I run my finger along the hilt of my stiletto, drawing her attention to it, and trying like hell not to preen when she focuses on the way the muscles in my chest flex first.
“Let’s just say, you’re not the only one who knows how to wield a knife, ragna mia.”
I thought I would have to head upstairs to find Genevieve. Hoping that I’d put enough fear into Savannah to keep her from trying to leave the manor, I was prepared to take the stairs as quickly as I could without aggravating my stitches—but that wasn’t necessary.
Not when I find Gen in the hall, with her back to my door, forehead pressed to the wall opposite me.
When she was younger, my sister had a bad habit of putting her ear against my door, trying to listen to what I was doing. I know from experience that hormones are a bitch, and sex is a mystery when you’re a teenager.
I was twenty-five when I took her in to live with me after our dad was killed. She was only ten then. I didn’t think she had any idea what I was doing with the women I brought home, but once the thirteen-year-old smartass that she was asked me why she heard my date screaming my name the night before while we were eating breakfast, I found out I was wrong.
I also choked on my toast that day, but from that moment on, I refused to let any women come over when Gen was round. Eventually, it just became easier to have sex in a hotel, then head home when I was done. When I had a relationship, I would spend time at her place, but anyone who tried to get close to me had to deal with the fact that Genevieve will always be the most important woman in my life.
She’s grown up knowing that her big brother will always be there to protect her. And because I’ve been careful to shield her from both syndicate life and my sex life, it probably never dawned on her to knock on my closed door before she let herself into my room.

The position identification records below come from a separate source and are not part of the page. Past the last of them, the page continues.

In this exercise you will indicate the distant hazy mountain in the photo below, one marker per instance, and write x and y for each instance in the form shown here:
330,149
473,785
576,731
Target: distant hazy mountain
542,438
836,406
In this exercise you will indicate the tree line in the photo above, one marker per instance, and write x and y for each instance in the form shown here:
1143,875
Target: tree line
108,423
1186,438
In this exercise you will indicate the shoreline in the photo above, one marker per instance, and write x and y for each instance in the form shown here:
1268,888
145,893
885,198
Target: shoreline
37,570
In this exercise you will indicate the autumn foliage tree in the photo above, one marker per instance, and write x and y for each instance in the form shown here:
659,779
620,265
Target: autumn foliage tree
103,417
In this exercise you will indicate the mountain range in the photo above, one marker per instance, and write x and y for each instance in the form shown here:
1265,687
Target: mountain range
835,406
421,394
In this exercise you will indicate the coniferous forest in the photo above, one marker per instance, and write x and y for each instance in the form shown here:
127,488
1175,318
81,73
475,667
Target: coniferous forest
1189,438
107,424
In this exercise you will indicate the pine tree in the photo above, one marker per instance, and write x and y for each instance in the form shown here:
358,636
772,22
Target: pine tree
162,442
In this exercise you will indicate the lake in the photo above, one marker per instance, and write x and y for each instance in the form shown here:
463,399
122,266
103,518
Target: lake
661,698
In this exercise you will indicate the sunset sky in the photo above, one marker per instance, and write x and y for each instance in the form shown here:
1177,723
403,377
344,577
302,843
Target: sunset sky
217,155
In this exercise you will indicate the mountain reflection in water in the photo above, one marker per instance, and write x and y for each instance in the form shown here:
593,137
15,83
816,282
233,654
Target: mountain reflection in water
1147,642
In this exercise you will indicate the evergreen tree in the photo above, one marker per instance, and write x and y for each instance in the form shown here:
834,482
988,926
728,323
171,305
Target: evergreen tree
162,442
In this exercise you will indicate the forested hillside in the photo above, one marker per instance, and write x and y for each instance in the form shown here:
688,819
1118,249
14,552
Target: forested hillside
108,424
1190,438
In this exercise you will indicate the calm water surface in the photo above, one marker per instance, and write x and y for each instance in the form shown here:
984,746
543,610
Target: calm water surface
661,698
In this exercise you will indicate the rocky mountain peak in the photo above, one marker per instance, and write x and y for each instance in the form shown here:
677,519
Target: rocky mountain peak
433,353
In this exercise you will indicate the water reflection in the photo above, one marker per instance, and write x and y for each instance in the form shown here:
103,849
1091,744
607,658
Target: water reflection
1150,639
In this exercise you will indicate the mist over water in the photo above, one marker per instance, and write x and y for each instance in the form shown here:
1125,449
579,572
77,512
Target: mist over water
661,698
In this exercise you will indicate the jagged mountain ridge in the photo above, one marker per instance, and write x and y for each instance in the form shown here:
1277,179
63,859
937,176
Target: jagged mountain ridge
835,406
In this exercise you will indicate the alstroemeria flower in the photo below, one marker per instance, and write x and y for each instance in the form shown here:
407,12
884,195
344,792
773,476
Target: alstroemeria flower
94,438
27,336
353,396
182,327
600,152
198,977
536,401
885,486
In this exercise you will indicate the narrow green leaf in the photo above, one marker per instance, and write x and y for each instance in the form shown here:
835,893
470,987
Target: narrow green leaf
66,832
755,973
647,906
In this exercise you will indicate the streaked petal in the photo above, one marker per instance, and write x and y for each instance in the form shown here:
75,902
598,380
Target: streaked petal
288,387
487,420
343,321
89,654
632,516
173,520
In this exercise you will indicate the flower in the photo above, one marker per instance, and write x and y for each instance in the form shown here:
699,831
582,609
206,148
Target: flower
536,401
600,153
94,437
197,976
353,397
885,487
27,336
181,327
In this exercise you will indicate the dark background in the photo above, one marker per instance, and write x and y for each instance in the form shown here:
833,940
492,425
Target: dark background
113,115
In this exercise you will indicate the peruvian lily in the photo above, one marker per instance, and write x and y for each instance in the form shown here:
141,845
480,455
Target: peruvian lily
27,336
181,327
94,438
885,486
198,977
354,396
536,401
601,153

That was my mistake. So distracted by my new wife, I forgot to lock the door. I only have one on the inside—which isn’t helping me now that I have someone I’d like to see stay in there—but if I’d have turned the lock before I whipped out my cock, I wouldn’t be talking to the back of Gen’s blond head right now.
“Gen? Sorellina?” I ask, slipping into Italian. I don’t often do it because I’ve always felt like it made me a walking stereotype, the Italian gangster, but sometimes—like when I slipped and referred to Savannah as ‘my spider’—it just comes out. Like now, calling Genevieve my little sister. “What are you doing?”
“Oh, nothing. Just willing myself blind.”
Willing myself blind… I sigh. “Really? Because you decided to walk into my bedroom without knocking, it’s my fault that you?—”
“Saw my brother getting his dick sucked by some stranger? Yup. That’s your fault alright. What the fuck?—”
“Language,” I say mildly.
Without even turning around, my sweet sister flips me her middle finger.
“Genevieve…”
“What? In all the years I’ve been living under your roof, you never brought a woman back here. Not even when you were dating that golddigger, Damien. You spent the night at her house. How was I supposed to know you were busy?”
She’s not wrong.
Well, not about that.
“Besides, she’s not a stranger. She’s my wife.”
That gets her attention. Pushing away from the wall, she spins around, her eyes—light blue like mine—going fucking huge.
“Wife?” She folds in on herself, looking even smaller beneath the winter jacket she still has on. “What do you mean, wife? What… are you telling me that my brother… my only brother… had a serious relationship behind my back, then ran off and got married… and he never told me?”
“Genny—”
Suddenly, those baby blue eyes fill with tears. “I rarely get to leave the manor, and the one time I would’ve loved to… to see my big brother get married… and you kept that from me?”
If there’s one thing I can say about my sister, it’s that she got most of the emotions in the family. While I’m a stoic bastard most of the time when I’m not turning on the charm, she can turn on a dime.
I’m not surprised she’s hurt to think I hid something so significant from her. Mainly because she’s so used to being iced out on the day-to-day Family business, that she’s at least sure I’ll tell her about the things that truly matter.
Like, oh, being engaged.
“It’s not what you think. I didn’t know I was getting married until a few hours ago.”
“How does that make sense?”
Admittedly, it doesn’t. Not to anyone but me, that is.